Reference no: EM133931714
Milagro: Predicting Store Profitability at a Fast-Casual Restaurant Chain
1. Dataset Preparation and Rationale
Kathleen's team has already split the Milagro store data into training and testing sets.
Questions
Why did Kathleen's team split the data into a training set (374 stores) and test set (85 stores)?
What percentage of the total data is in the training set? Get expert online assignment help in the USA.
Explain what the training set will be used for, what the test set will be used for, and why it is important not to use the test set during model building.

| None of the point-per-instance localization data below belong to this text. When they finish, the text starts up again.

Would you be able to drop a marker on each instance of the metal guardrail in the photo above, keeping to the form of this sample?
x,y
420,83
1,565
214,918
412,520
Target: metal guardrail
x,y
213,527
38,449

2. Kathleen's Original Model
Kathleen originally built a multiple linear regression model using the training dataset to predict annual store profitability (annual.profit) as a function of four variables: agg.inc, sqft, col.grad, and com60.
Questions
Fit a linear regression model using the training data with the four variables:
agg.inc, sqft, col.grad, and com60.
Write the complete linear regression equation for predicting annual store prof- itability from these four predictors. Your equation should be in the form:
annual.profit = β0 + β1 × agg.inc + β2 × sqft + β3 × col.grad + β4 × com60
Using the estimated regression model, what annual profitability is predicted for a Milagro store located in an area with:
Aggregate income (agg.inc) of $100,000,000
Store size (sqft) of 800 square feet
College graduate percentage (col.grad) of 0.30 (30%)
Long commute percentage (com60) of 0.10 (10%)
Evaluate the quality of the original model:
What is the R2 value on the training data?
What is the R2 value on the test data?
Test the statistical significance of the predictors:
Which independent variables are statistically significant at the 5% level (α = 0.05)?
Which variable has the smallest p-value (most statistically significant)?
Which variable has the largest p-value (least statistically significant, but still below 0.05)?
3. Exploratory Correlation Analysis
Kathleen wants to understand the relationships between variables in the expanded dataset before building more complex models.
Questions
Compute the correlation matrix for all numerical predictor variables (exclude store.number, annual.profit, and state).
The dataset now has 10 predictor variables: the 4 original variables plus 6 new variables. Identify the three pairs of variables with the strongest correlations (highest absolute values). Report the correlation coefficient for each pair.
Statistical significance of new variables: Build a regression model using ALL 10 variables (the 4 original plus 6 new variables). Test the statistical significance of each variable at the 5% level (α = 0.05).
Which of the 6 new variables (lci, nearcomp, nearmil, freestand, gini, housemed) are statistically significant?
Which of the new variables are NOT significant? What does this suggest about their usefulness in predicting store profitability?
4. Model Comparison
Now build and compare four different models.
Questions
Fit and evaluate four models using the training data:
Model A: Kathleen's Original Model
Variables: agg.inc, sqft, col.grad, com60
Model B: Full Model
Variables: All variables except store.number, annual.profit, and state
Model C: Parsimonious Model
Build this model by removing variables that meet either of these criteria:
Variables that are NOT statistically significant at the 5% level (from Question 7).
Variables involved in pairs with absolute correlation > 0.70 (from Question 6). For highly correlated pairs, keep the variable with stronger correlation to the outcome variable (annual.profit).
Model D: Alternative Model
Start with the original 4 variables (agg.inc, sqft, col.grad, com60).
Add ONE variable from the 4 significant new variables identified in Question 7:
lci, nearcomp, nearmil, freestand.
Test each of the 4 possible additions (one at a time) and choose the one that:
Improves test R2 compared to Model A, and
Maintains total profitability prediction ≥ $40 million.
For Model D report which variable you added.
For each model, report:
Training R2
Test R2
Total predicted profitability for the 48 construction sites (in millions)
Model recommendation and the dilemma: Review the performance of your four models. You should notice a critical dilemma: Models with the highest test R2 (best predictive accuracy) predict profitability BELOW $40 million, while models that meet the $40 million target have lower test R2.
Which model would you recommend to Harriman Capital? In your answer, dis- cuss whether you should prioritize statistical performance (higher test R2) even if it means revising the $40M profitability estimate downward, or prioritize meet- ing the business requirement ($40M target) even with lower predictive accuracy. What are the business risks of each choice?